Dans un arrêt du 06 juin 2024, publié au Bulletin et au Rapport de la Cour de cassation, la Chambre sociale fait une nouvelle application de la jurisprudence issue notamment des arrêts d’Assemblée Plénière du 22 décembre 2023. La haute juridiction a fait évoluer sa jurisprudence en matière de recevabilité, dans un procès civil, d’une preuve illicite ou déloyale en considérant qu’une telle preuve ne devait pas nécessairement être écartée des débats, le juge devant apprécier si une telle preuve porte atteinte au caractère équitable de la procédure dans son ensemble en mettant en balance le droit à la preuve et les droits antinomiques en présence, le droit à la preuve pouvant justifier la production d’éléments portant atteinte à d’autres droits à condition que cette production soit indispensable à son exercice et que l’atteinte soit strictement proportionnée au but poursuivi.
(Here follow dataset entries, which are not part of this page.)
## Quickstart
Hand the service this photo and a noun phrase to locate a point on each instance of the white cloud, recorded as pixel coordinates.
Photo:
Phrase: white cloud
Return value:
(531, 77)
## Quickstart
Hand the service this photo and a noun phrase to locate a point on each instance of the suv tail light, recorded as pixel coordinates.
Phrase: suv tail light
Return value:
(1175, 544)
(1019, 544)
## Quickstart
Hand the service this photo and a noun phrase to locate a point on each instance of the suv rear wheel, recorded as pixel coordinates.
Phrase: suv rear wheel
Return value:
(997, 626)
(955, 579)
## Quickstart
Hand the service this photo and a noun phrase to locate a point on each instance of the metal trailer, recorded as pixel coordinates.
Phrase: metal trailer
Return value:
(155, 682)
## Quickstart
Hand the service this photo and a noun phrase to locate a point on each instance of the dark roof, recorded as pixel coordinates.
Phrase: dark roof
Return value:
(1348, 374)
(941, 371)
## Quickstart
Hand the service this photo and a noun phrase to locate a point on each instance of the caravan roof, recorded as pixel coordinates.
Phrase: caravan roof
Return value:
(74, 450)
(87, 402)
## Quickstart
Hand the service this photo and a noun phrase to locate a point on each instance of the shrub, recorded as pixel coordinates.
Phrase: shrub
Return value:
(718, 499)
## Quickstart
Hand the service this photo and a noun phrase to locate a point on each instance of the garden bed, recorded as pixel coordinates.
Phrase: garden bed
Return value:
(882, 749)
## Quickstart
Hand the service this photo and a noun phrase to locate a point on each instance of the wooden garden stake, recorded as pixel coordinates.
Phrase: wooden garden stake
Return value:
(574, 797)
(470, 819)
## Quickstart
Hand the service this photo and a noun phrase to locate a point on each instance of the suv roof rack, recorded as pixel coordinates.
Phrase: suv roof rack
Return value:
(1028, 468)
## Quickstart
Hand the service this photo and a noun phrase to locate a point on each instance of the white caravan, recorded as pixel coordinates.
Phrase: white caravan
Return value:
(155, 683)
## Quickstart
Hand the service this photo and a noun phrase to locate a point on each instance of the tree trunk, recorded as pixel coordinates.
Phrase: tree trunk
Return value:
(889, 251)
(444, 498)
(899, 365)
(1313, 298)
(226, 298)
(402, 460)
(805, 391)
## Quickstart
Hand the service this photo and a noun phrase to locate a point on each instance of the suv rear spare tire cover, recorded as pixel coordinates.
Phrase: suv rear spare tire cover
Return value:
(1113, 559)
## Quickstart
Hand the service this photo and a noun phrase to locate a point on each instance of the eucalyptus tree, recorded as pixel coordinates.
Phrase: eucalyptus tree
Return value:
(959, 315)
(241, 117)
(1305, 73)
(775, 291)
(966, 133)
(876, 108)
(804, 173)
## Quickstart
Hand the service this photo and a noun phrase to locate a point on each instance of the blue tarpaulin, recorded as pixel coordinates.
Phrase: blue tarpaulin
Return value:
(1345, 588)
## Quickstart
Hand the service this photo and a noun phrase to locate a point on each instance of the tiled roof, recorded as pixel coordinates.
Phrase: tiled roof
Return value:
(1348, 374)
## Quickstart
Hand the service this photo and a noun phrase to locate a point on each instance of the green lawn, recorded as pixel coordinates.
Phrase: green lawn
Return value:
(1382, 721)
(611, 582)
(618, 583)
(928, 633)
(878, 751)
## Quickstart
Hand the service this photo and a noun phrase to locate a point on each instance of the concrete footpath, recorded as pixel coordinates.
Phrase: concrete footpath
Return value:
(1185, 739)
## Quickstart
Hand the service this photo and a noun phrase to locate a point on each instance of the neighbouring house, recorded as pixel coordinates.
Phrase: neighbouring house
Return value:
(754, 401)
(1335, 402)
Dans l’arrêt du 06 juin 2024, la Cour de cassation constate que l’enregistrement de violences verbales et physiques commises par l’employeur à l’encontre d’un salarié constitue un moyen de preuve déloyal dans la mesure où il a été réalisé à l’insu de l’employeur, mais devait bien – comme l’a retenu la Cour d’appel – être considéré comme recevable en justice dès lors que :
- La production de cette preuve est indispensable à l’exercice par la victime de son droit à voir reconnaitre tant le caractère professionnel de l’accident résultant de cette altercation que la faute inexcusable de l’employeur (à ce titre, la Cour d’appel a souligné que la victime pouvait légitimement douter pouvoir bénéficier de témoignages de la part des témoins de l’accident, dans la mesure où ceux-ci étaient liés à l’employeur soit par un lien de subordination, soit par un lien économique) ;
- L’atteinte portée à la vie privée du dirigeant de la société employeur est strictement proportionnée au but poursuivi d’établir la réalité des violences subies par la victime et contestées par l’employeur (à ce titre, l’arrêt de Cour d ‘appel précise que la victime s’est bornée à produire un enregistrement limité à la séquence des violences qu’elle indique avoir subi, et n’a fait procéder au constat de la teneur de cet enregistrement par un huissier de justice que pour contrecarrer la contestation de l’employeur quant à l’existence de l’altercation verbale et physique).